Ember wasn’t crying but was perfectly healthy. They laid her on my chest and I just stared and stared at her sweet face. I thought she was pretty immediately. With Brooklyn and Payson they looked squishy and funny to me at first. I didn’t get to see Sierra at all until ten minutes after she was born because she swallowed amniotic fluid when she came out.
I was so surprised and happy when the nurses didn’t make any move to take her away for measuring. They let her lay on me for a long time and I just felt her little body on my chest and stared at that face. She didn’t cry at all. She didn’t even whimper! She kept blinking and trying to open her eyes so I wiped them off with the blanket. She was so alert!
I was barely aware of the placenta coming out and the stitch my doctor gave me. I was so into staring at my sweet baby girl.
Allan was over by me all teary and watching, too. He took a couple pictures also.
Finally the nurses took Ember to do all the things they do over at the warmer.
Allan asked me if I wanted him to stay with me or go watch her. I told him go watch her, of course! I wanted him to get to see her more! I was fine. lol
She weighed 7 lbs 11 oz and was 20 1/4 inches. Just for kicks the night before I was induced Allan, me and his mom guessed her weight and length. I had guessed 7 lbs. 12 oz and 20 1/4 inches!
It was so so fun the next half hour or so. The nurses were all so happy and funny and it felt like a big celebration. But a simple one, a close knit one 🙂
Allan was talking to Ember while they weighed and measured her. After that they let him hold her and I was so in love watching the two of them.
When I held Ember the next time I nursed her. She latched on right away and I felt amazed that this little thing, just in my belly, was now nuzzled into my chest drinking away.
So much more happened during our hospital stay. We had the best hospital experience out of four births. We usually hate the hospital and can’t wait to leave but this time we were so impressed with the way everything was done and how wonderful everyone was that we were sad to go.
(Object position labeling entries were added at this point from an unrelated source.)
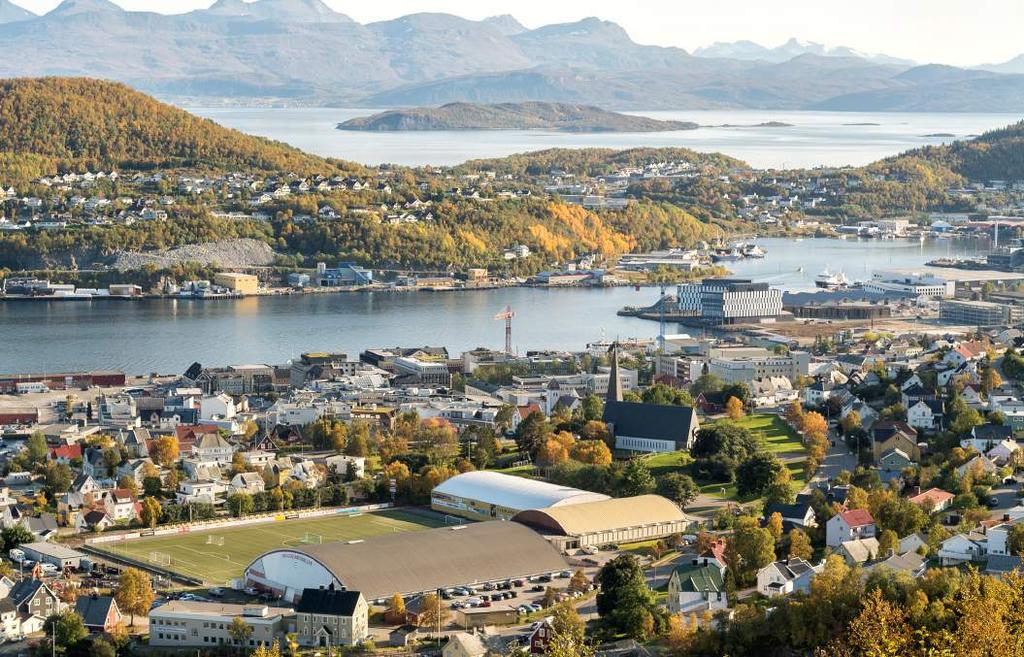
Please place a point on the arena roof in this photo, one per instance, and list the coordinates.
(513, 492)
(416, 562)
(608, 515)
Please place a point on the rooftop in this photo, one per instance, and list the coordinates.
(514, 492)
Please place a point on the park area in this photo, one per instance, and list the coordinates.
(217, 555)
(774, 434)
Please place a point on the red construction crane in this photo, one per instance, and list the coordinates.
(507, 315)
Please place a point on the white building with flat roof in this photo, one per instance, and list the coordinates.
(196, 624)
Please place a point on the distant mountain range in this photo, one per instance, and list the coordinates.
(303, 51)
(751, 51)
(511, 116)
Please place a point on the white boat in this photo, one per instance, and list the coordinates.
(829, 280)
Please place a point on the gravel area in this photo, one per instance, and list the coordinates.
(226, 253)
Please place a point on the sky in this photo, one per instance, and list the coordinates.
(953, 32)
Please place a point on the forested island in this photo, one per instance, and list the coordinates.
(559, 117)
(91, 170)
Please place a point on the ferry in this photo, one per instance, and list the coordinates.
(828, 280)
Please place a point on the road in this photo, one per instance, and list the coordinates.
(839, 458)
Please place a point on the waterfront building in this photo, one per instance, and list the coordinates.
(979, 313)
(726, 301)
(246, 285)
(346, 273)
(913, 282)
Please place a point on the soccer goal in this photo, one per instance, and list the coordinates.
(160, 558)
(308, 538)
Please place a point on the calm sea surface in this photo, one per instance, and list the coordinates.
(167, 336)
(815, 138)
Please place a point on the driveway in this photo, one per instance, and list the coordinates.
(839, 458)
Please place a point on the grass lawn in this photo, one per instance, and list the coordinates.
(777, 435)
(668, 462)
(215, 556)
(527, 471)
(777, 438)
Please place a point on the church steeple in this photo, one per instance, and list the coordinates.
(614, 385)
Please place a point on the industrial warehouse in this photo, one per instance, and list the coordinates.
(492, 495)
(408, 563)
(609, 521)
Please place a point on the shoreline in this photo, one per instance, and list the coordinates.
(314, 291)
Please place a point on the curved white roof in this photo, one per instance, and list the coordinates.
(514, 492)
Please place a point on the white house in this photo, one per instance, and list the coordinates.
(964, 549)
(120, 505)
(217, 407)
(247, 482)
(211, 447)
(1004, 452)
(784, 577)
(849, 525)
(696, 587)
(200, 491)
(923, 413)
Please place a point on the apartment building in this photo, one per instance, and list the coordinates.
(196, 624)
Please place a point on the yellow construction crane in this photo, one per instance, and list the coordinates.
(507, 315)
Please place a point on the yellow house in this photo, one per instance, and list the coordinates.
(240, 282)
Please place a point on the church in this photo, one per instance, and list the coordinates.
(646, 428)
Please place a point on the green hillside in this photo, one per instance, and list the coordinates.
(79, 123)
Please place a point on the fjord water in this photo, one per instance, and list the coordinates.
(166, 336)
(812, 139)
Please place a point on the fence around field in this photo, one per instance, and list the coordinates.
(228, 523)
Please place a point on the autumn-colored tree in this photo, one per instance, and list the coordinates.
(888, 543)
(151, 512)
(556, 449)
(851, 423)
(595, 430)
(795, 413)
(594, 452)
(432, 612)
(392, 446)
(880, 630)
(396, 609)
(990, 380)
(240, 631)
(856, 497)
(733, 408)
(774, 525)
(579, 581)
(129, 484)
(166, 450)
(800, 544)
(134, 593)
(813, 426)
(567, 638)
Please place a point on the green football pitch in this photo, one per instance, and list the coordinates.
(217, 555)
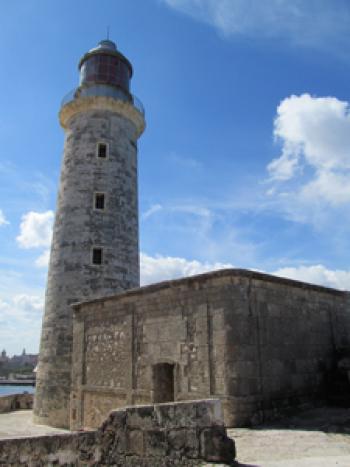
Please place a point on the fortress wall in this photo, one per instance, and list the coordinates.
(259, 343)
(16, 402)
(283, 338)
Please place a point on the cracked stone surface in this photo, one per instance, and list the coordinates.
(314, 438)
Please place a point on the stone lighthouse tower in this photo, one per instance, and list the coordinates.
(95, 248)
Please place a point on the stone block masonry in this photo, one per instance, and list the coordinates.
(259, 343)
(165, 435)
(16, 402)
(95, 250)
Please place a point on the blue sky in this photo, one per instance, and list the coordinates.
(245, 161)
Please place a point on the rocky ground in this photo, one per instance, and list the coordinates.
(314, 438)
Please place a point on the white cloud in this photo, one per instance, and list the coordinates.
(314, 22)
(159, 268)
(152, 210)
(317, 274)
(36, 229)
(20, 319)
(3, 220)
(311, 178)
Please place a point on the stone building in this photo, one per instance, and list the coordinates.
(259, 343)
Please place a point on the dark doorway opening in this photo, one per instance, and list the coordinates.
(163, 382)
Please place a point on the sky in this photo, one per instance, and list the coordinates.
(245, 161)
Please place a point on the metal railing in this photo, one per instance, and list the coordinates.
(106, 91)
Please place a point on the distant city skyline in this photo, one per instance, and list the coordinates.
(245, 161)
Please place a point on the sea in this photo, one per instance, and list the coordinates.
(8, 390)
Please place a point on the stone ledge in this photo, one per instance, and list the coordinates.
(14, 402)
(206, 277)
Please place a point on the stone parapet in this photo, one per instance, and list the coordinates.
(177, 434)
(16, 402)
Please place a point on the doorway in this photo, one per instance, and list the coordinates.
(163, 382)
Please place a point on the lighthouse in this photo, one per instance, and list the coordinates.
(95, 248)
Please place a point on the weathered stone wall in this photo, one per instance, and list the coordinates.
(165, 435)
(78, 228)
(16, 402)
(261, 344)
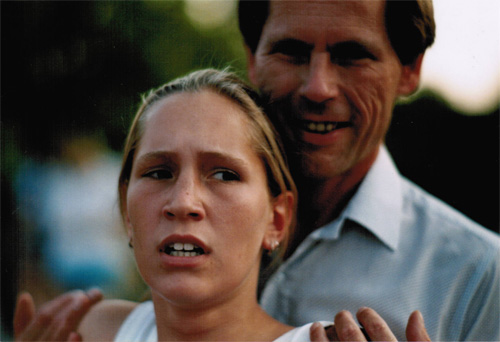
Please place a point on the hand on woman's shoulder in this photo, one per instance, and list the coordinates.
(103, 321)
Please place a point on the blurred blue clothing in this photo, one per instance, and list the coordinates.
(75, 224)
(397, 249)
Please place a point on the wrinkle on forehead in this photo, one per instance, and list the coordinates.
(370, 11)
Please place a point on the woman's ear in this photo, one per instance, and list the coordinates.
(410, 77)
(282, 215)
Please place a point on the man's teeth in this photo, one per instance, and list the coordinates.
(183, 249)
(320, 127)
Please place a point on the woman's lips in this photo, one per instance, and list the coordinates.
(177, 245)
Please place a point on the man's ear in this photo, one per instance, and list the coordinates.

Not really sad to go because we could’ve stayed another day if we wanted, but sad that such a special, special time was over.
I don’t think that I’ll ever forget what a perfect experience Ember’s birth was!
We didn’t take a ton of pictures. Allan took most of these! I was surprised and touched that he took all the ones he did. He even took pictures of me nursing Ember the day after she was born (not posting those!) that are so special to me 🙂
They had just started the pitocin a half hour before. No pain yet!
The contractions had just picked up.
Self timer picture.
Things were getting painful. I think this was just before I called the nurse in to check me.
Aaaand.. there she is!
Not crying or whimpering at all! Such a calm baby.
Me, Ember and my awesome doctor!
The nurses asked if they could take a picture of the three of us. Of course!
The first night in our recovery room.
Getting ready to go home Tuesday afternoon.
Allan took this from the car 🙂
We stopped at Barro’s pizza to pick up dinner and I took a couple pictures of Ember’s first car ride.
It was his idea to grab pizza. Oh boy did I like that idea!